Adler, que significa Águia em Alemão, dirigiu-se a mim e cumprimentou-me distraindo-me de todo aquele espectáculo que se desenrolava à porta da escola. Agarrou-me a mão e levou-me para dentro. "Mostra-me onde tenho aulas" ordenou-me ele da autoridade das suas 5 primaveras. "Devíamos esperar pela tua irma" disse eu. "Não é preciso, o Átila segue o nosso cheiro" respondeu Adler, "Ele encontra-nos de certeza.", "Mas, mas os tigres vêm para a escola?" perguntei eu com medo da resposta e um certo de pânico do resultado se esta fosse positiva. "Mara não consegue andar sem eles, ela não gosta daquelas cadeiras com rodas. O Átila e o Ivan ajudam-na" respondeu-me ele calmamente. Olhou para mim e percebendo a minha preocupação mas não a compreendendo, diz-me com um ar de calma unicamente possível por alguém que vive fazendo piruetas a 20 metros de altura, "Não te preocupes, eles ainda são pequeninos". Sorri para não lhe mostrar a minha preocupação que sei que não entenderá. Oiço um tumulto atrás de mim e olho por cima do ombro para ver Mara sentada às costas de um tigre enquanto o outro segurava a porta atrás de si, Adler continuava a segurar a minha mão enquanto eu pausava para deixar o meu cérebro acreditar no que estava a ver...

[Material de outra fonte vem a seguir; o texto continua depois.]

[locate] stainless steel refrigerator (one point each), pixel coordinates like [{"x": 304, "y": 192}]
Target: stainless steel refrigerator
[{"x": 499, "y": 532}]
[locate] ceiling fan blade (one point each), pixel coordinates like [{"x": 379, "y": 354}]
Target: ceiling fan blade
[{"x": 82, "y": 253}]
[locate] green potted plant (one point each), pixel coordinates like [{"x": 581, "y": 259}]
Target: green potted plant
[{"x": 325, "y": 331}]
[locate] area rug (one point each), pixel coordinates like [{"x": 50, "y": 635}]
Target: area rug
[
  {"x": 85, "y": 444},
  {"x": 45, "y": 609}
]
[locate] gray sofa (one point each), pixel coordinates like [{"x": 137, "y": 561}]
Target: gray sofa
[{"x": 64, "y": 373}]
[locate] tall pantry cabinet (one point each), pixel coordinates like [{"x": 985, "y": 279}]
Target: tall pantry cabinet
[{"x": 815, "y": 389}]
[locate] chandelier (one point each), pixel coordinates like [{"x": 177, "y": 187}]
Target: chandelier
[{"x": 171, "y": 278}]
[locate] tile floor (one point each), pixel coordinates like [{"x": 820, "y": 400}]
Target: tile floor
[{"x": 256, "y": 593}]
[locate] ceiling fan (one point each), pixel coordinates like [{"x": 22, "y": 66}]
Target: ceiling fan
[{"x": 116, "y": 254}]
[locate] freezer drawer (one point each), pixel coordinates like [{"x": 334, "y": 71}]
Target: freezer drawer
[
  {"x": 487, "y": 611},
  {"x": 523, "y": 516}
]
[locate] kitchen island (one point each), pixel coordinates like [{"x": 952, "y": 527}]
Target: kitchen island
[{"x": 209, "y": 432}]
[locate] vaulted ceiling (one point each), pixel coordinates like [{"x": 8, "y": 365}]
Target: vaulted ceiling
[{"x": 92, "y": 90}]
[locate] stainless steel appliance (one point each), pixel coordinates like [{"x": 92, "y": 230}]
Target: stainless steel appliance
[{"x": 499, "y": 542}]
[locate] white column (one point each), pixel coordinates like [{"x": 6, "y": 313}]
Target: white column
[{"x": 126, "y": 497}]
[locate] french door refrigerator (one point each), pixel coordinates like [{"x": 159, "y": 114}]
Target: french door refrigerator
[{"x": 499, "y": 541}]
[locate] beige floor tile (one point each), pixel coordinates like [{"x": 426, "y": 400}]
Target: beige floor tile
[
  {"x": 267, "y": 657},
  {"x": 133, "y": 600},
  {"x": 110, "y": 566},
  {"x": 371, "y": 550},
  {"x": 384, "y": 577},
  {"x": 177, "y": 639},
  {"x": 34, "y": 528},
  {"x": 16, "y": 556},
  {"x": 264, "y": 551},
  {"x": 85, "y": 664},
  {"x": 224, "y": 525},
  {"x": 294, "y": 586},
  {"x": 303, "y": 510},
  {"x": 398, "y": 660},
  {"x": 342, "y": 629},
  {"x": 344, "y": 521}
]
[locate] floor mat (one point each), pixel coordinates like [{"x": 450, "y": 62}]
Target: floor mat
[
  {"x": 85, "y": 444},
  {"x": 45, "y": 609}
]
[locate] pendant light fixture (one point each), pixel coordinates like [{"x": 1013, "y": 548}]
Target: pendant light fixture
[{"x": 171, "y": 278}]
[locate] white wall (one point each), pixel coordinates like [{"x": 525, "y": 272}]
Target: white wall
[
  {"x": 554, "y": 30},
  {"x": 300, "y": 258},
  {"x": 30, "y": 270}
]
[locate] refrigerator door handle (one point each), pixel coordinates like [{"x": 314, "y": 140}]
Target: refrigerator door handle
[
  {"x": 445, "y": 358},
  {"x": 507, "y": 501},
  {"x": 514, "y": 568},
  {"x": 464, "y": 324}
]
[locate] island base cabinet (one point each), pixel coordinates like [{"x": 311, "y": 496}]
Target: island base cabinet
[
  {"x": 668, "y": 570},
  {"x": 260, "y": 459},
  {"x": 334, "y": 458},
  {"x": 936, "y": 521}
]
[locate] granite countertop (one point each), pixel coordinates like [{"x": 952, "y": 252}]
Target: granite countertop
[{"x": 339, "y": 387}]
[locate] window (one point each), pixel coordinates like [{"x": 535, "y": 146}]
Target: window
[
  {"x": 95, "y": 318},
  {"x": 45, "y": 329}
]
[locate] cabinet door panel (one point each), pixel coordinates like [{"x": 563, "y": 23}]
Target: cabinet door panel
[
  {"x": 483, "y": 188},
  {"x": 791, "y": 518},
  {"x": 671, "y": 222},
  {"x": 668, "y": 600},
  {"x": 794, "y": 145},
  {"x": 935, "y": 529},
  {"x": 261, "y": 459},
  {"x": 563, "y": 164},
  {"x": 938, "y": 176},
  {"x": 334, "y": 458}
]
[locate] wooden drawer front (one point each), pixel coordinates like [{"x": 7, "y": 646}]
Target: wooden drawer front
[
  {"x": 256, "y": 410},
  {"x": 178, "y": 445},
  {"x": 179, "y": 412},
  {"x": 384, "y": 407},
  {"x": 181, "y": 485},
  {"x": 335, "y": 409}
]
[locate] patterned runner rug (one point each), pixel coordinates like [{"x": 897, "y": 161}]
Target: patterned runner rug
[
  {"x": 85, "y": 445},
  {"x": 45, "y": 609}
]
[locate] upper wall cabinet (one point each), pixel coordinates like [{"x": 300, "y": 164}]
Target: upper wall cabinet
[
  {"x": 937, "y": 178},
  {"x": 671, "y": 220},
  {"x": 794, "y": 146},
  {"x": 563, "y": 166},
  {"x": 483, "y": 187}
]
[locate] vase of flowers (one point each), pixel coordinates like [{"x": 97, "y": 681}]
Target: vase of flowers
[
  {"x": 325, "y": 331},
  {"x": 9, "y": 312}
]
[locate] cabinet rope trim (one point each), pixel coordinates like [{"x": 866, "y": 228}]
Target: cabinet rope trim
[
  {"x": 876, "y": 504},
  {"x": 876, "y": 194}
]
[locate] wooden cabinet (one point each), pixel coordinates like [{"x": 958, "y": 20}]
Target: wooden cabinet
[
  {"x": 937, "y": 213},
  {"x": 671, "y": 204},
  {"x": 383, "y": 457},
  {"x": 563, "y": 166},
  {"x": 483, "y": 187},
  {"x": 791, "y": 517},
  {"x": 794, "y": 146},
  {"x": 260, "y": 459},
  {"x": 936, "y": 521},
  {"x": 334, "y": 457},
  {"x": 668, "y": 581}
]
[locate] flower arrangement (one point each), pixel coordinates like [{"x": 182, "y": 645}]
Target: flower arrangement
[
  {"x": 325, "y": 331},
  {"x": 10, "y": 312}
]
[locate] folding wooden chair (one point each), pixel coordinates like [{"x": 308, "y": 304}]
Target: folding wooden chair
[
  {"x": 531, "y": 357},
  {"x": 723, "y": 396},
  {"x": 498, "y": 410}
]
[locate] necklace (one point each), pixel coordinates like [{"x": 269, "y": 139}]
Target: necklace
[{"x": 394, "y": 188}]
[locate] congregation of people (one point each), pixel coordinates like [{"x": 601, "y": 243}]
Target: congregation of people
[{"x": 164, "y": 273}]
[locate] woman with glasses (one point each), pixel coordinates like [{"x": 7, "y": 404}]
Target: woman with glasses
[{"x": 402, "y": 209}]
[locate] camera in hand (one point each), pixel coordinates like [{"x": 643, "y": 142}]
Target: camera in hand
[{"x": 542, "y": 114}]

Acordei. Fui ao meu ritual matinal enquanto imagens de tigres, trapezistas e circos fluíam nos meus pensamentos... como é bom sonhar.

quarta-feira, 13 de setembro de 2006

a vida faz menos sentido depois de ontem

a vida faz menos sentido depois de ontem
a vida faz menos sentido depois de ti
beijei-te, segurei-te, acariciei-te
não chegou
o pensamento não chega
a vida faz menos sentido depois de ti
algo falta
o pensamento não chegou

o desejo de mudança
o desejo de que não fosse assim
o desejo que fosse assim, diferente
que tudo mudasse

a vida faz menos sentido depois de ontem
parece que o hoje já não faz sentido
a vida faz menos sentido depois de ti
depois de ontem ter esperado por ti
hoje é diferente

um dia
talvez
eu espero
eu desejo
eu peço
e tu?

a vida é feita de vontades

A vida é feita de vontades e hoje não me apetece. Não me apetece acabar a história que começei e que tem um fim triste. Não me apetece escrever o fim. Prefiro que não acabe já. Voltarei a ela, mas não hoje. Amanha. Um dia. Adiei escrever para que me apetecesse, mas a vida é feita de vontades e não me apetece. Recomeçarei a escrever. Porque me apetece. Escrevo porque sim.